Opponents say demand-response payments have become excessive, and they unfairly cut into utility revenues. The FERC rule distorts electricity markets “by dramatically overcompensating retail customers for not consuming energy,” the Electric Power Supply Association said, according to the Wall Street Journal.

The Supreme Court said it will consider the FERC case during its next term, which starts in October. Pending a decision, FERC’s demand response rule remains in effect.

Environmental groups and clean-energy companies cheered the Supreme Court’s decision to accept the case. Encouraging greater reductions in electricity usage will help curb carbon pollution from America’s coal- and natural-gas fired power plants, proponents say. President Barack Obama last fall set a target to reduce U.S. greenhouse gas emissions to 28 percent less than 2005 levels by 2030.

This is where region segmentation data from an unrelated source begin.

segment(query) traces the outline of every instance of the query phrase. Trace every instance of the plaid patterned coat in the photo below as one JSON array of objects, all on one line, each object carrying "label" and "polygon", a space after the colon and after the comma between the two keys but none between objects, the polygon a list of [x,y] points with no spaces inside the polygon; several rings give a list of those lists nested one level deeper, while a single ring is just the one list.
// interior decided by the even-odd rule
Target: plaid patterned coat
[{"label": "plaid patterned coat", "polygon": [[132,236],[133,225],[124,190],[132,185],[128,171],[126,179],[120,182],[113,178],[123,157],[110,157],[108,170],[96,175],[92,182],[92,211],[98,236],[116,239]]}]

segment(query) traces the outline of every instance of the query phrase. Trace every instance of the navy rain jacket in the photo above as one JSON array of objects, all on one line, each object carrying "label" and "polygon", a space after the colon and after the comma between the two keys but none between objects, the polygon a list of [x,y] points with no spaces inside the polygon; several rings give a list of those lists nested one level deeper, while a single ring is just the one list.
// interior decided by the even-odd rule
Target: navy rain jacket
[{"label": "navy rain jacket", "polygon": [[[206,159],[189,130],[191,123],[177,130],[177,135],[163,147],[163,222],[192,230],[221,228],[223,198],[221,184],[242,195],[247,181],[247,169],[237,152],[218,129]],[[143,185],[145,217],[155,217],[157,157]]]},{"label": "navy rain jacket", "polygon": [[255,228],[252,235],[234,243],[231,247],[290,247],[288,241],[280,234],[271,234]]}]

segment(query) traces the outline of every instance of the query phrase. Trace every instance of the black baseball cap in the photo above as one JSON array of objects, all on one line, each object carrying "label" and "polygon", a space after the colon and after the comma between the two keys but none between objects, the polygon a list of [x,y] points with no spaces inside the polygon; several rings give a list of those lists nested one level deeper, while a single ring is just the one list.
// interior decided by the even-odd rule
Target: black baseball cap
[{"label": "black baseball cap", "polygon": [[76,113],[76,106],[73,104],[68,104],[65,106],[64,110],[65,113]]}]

The FERC order also benefits a burgeoning industry for smart-grid technologies, which businesses such as retail giant Wal-Mart Stores Inc. and steelmaker Alcoa Inc. use to control and lower their energy consumption. In the 13-state mid-Atlantic region, consumers earned $17.7 million last year from power companies in exchange for curtailing peak electricity use, according to Monitoring Analytics LLC, which oversees the PJM Interconnection, a regional grid operator.

“It’s a great day for demand response and consumers across the country,” Frank Lacey, a vice president at Comverge Inc., an energy efficiency company, told Bloomberg News. “We believe the court will hold that demand response is rightfully within the jurisdiction of FERC and consumers will continue to save billions of dollars annually because of the decision.”

Joseph Hall, a partner at the international law firm Dorsey & Whitney in Washington, said the regulatory uncertainty surrounding demand response is tying up investment and private financing for energy-efficiency initiatives. Upholding FERC's rule would allow such programs "to advance and receive financial backing," he said in an emailed statement. "Such an order could also provide important guidance with respect to the role that states and the federal regulators may play in the rapidly developing power industry markets."